Most Cassinia species are multistemmed shrubs of dry sclerophyll woodland understoreys, where they can become locally dominant. They are well adapted to dry, open habitats and disturbed ground, and individual species span a wide altitudinal range — C. aculeata, for instance, grows from sea level to about 1,300 m and is often conspicuous in recently disturbed sites. Flowering typically peaks in the Southern Hemisphere summer (roughly November to February for C. aculeata), with the wind-dispersed cypselas helping the genus colonise gaps rapidly.

Cultivation

In horticulture Cassinia shrubs are valued as fast-growing, drought-tolerant evergreens.
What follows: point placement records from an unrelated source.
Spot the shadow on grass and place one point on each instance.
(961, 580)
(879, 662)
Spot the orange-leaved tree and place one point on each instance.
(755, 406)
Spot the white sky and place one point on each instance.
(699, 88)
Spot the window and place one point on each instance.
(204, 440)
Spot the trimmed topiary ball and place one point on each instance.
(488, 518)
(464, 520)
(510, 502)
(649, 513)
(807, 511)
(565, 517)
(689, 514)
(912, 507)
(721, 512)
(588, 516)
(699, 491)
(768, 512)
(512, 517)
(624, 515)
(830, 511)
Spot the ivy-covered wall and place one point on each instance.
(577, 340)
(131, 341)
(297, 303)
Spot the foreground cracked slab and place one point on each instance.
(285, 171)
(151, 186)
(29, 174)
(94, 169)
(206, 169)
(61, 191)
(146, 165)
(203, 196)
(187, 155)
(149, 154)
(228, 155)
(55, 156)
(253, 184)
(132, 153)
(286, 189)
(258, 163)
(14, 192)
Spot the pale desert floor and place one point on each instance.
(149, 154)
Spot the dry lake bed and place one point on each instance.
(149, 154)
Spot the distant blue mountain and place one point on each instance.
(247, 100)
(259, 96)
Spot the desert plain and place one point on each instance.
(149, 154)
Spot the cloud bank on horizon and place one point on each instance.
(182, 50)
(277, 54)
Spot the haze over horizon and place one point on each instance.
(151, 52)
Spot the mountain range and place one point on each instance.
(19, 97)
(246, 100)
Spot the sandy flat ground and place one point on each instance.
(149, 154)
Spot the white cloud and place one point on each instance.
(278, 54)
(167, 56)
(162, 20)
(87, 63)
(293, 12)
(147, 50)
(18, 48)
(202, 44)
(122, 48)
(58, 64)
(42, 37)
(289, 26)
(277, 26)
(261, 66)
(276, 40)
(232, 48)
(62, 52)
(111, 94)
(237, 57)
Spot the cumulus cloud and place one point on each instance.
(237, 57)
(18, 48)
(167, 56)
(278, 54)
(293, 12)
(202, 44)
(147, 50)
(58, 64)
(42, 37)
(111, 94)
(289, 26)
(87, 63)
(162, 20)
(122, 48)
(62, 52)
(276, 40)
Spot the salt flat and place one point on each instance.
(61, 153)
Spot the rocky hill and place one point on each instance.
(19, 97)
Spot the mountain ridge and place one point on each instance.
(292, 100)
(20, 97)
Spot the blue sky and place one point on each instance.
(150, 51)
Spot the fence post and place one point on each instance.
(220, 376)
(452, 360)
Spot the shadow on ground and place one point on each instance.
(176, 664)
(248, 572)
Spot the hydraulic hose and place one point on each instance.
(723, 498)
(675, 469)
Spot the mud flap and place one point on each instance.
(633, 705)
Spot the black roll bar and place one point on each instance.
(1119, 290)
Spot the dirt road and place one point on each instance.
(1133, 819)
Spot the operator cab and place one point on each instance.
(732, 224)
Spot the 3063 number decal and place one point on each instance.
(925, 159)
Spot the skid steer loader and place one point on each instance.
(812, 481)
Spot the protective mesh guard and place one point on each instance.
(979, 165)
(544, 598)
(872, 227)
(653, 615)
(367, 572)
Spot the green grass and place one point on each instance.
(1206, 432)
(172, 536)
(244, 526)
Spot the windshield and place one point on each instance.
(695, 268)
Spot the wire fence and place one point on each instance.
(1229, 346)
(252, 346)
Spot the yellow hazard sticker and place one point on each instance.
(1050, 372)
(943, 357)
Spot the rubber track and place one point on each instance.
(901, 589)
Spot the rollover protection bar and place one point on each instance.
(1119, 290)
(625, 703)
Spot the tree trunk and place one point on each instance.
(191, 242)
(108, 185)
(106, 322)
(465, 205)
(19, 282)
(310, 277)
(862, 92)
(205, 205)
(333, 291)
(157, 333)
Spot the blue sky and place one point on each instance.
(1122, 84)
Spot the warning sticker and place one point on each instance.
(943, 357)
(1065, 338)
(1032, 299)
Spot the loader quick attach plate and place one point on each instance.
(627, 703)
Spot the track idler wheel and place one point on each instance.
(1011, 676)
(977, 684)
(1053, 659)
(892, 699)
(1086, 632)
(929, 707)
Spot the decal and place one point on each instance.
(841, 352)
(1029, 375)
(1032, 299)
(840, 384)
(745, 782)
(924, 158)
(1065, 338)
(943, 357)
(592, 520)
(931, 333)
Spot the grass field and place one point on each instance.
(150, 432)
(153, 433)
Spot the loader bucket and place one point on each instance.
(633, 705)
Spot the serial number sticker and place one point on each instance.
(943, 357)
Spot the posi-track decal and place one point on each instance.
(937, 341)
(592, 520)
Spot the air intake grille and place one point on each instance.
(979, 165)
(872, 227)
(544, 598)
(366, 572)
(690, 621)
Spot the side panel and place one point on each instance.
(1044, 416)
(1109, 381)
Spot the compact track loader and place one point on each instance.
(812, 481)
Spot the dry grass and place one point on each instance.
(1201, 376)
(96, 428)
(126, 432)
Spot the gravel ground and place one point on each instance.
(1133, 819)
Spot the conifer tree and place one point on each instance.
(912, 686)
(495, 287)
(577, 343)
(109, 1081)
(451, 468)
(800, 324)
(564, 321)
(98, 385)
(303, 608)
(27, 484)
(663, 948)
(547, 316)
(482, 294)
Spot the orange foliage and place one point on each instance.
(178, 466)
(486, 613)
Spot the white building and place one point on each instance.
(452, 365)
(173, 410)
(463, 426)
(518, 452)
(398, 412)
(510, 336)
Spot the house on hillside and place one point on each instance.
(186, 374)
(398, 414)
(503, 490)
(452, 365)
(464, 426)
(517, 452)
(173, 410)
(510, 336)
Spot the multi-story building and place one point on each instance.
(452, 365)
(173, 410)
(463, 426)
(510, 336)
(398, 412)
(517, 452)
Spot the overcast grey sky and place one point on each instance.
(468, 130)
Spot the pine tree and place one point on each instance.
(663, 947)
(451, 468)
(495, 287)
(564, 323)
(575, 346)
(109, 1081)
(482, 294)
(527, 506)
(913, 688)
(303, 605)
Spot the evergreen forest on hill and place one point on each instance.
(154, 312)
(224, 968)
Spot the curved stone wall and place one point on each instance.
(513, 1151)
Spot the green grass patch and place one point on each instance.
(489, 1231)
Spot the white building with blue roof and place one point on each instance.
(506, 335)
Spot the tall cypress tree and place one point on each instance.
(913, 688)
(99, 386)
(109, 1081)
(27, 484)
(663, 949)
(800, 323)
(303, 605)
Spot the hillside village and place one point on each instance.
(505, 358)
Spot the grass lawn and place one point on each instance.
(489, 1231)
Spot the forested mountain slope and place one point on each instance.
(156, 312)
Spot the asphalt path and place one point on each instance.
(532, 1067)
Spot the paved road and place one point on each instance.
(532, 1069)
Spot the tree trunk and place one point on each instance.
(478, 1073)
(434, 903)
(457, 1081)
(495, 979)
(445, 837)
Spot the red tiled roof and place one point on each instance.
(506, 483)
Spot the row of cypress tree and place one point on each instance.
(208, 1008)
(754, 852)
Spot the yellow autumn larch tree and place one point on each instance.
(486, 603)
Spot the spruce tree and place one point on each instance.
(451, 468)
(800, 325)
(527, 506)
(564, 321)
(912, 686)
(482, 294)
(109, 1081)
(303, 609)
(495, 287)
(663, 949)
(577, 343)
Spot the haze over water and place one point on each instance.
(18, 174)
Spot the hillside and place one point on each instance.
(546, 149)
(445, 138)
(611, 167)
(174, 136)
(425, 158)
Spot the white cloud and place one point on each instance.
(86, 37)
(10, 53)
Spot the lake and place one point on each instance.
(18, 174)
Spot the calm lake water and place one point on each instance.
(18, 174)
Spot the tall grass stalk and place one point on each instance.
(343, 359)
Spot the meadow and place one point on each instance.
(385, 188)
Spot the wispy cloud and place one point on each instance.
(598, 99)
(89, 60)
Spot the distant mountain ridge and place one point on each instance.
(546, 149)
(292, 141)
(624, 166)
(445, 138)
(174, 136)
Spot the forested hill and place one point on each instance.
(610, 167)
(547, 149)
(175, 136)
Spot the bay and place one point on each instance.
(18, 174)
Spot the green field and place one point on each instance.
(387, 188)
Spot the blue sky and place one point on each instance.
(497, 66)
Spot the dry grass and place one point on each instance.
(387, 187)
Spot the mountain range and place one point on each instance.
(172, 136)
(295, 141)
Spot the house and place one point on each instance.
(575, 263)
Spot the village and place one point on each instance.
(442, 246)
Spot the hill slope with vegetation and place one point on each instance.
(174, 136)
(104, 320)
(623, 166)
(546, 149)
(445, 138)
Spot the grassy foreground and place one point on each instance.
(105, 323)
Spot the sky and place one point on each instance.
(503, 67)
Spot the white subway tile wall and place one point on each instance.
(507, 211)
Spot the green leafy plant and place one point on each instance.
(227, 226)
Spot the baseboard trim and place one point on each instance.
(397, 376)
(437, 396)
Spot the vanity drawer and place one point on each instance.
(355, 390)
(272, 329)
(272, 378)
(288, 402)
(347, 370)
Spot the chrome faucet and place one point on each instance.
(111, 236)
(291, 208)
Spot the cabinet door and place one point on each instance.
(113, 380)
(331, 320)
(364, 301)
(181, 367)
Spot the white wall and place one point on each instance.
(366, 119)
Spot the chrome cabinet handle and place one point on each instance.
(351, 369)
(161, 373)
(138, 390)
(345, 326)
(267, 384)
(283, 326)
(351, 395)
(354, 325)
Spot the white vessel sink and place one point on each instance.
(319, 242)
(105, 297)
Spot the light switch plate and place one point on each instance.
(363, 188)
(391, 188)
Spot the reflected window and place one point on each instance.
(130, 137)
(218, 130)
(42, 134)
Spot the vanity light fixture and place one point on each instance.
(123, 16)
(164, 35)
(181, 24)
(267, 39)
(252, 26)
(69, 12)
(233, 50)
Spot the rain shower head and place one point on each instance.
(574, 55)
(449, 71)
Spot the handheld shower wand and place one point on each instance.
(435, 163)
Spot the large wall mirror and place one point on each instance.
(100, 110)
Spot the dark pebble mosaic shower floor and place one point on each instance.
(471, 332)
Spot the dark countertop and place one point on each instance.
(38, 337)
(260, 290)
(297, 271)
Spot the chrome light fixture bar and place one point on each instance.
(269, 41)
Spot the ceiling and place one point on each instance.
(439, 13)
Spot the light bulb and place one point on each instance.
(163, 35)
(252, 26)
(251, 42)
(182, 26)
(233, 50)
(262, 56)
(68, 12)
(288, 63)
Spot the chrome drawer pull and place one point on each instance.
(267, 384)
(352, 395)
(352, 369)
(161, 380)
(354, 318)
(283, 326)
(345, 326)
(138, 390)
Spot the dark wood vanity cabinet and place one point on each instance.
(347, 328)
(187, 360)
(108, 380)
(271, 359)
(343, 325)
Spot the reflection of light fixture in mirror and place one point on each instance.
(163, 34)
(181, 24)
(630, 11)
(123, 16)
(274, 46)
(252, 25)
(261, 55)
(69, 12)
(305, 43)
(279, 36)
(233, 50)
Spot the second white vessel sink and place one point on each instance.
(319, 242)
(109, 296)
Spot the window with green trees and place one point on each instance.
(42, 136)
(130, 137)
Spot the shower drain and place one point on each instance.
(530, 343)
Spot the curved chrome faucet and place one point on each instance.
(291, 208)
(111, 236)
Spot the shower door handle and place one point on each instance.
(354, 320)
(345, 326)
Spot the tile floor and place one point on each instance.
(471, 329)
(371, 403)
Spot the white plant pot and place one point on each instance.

A typical cultivated Cassinia is an evergreen shrub reaching about 2 m × 2 m, hardy in USDA zones 8–11 and tolerating temperatures down to roughly -15 °C (though usually staying smaller in cooler climates). Plants prefer full sun and well-drained soil, adapt to sandy, loamy or clay substrates, and tolerate maritime exposure — qualities that make them particularly suited for use as a hedge in seaside gardens, with foliage that carries a honey-like scent. The common cassinia (C. aculeata) is similarly useful as a fast temporary screen, asking for moist well-drained soil and partial sun, but it is not salt-tolerant, can be short-lived without regular pruning, and its foliage may cause skin irritation in some people.

Propagation

Cassinia is propagated either from seed sown in spring under glass, or from half-ripe (semi-hardwood) cuttings taken in mid- to late summer and rooted in a propagation frame.

Cultural uses

The honey-scented foliage and long-lasting dried flowerheads of Cassinia species have given them a minor place in ornamental use. The leaves' honey-like scent and the shrubs' hedging habit suit them to seaside gardens, and the cut, dried inflorescences of C. aculeata are long-lasting in floral arrangements.

History

Cassinia was formally described by the Scottish botanist Robert Brown in 1817, in his Observations on the Natural Family of Plants called Compositae. Brown's treatment placed the new genus within the daisy family and dedicated it to Alexandre de Cassini. The name has been continuously accepted in subsequent global checklists, and the genus is recognised today by the GBIF Backbone Taxonomy as Cassinia R.Br., family Asteraceae.

Taxonomy notes

Cassinia R.Br. is placed in the family Asteraceae and currently encompasses roughly forty to fifty-two accepted species, depending on the treatment consulted: Wikipedia cites about fifty-two species, while the PlantNET NSW key gives approximately 40–45 species worldwide. GBIF lists the genus as an accepted name with the authority R.Br. Several species sit at the boundaries of the genus's range — C. tenuifolia, for example, is endemic to Lord Howe Island, and C. furtiva is known from only a single collection location — which has historically complicated regional keys.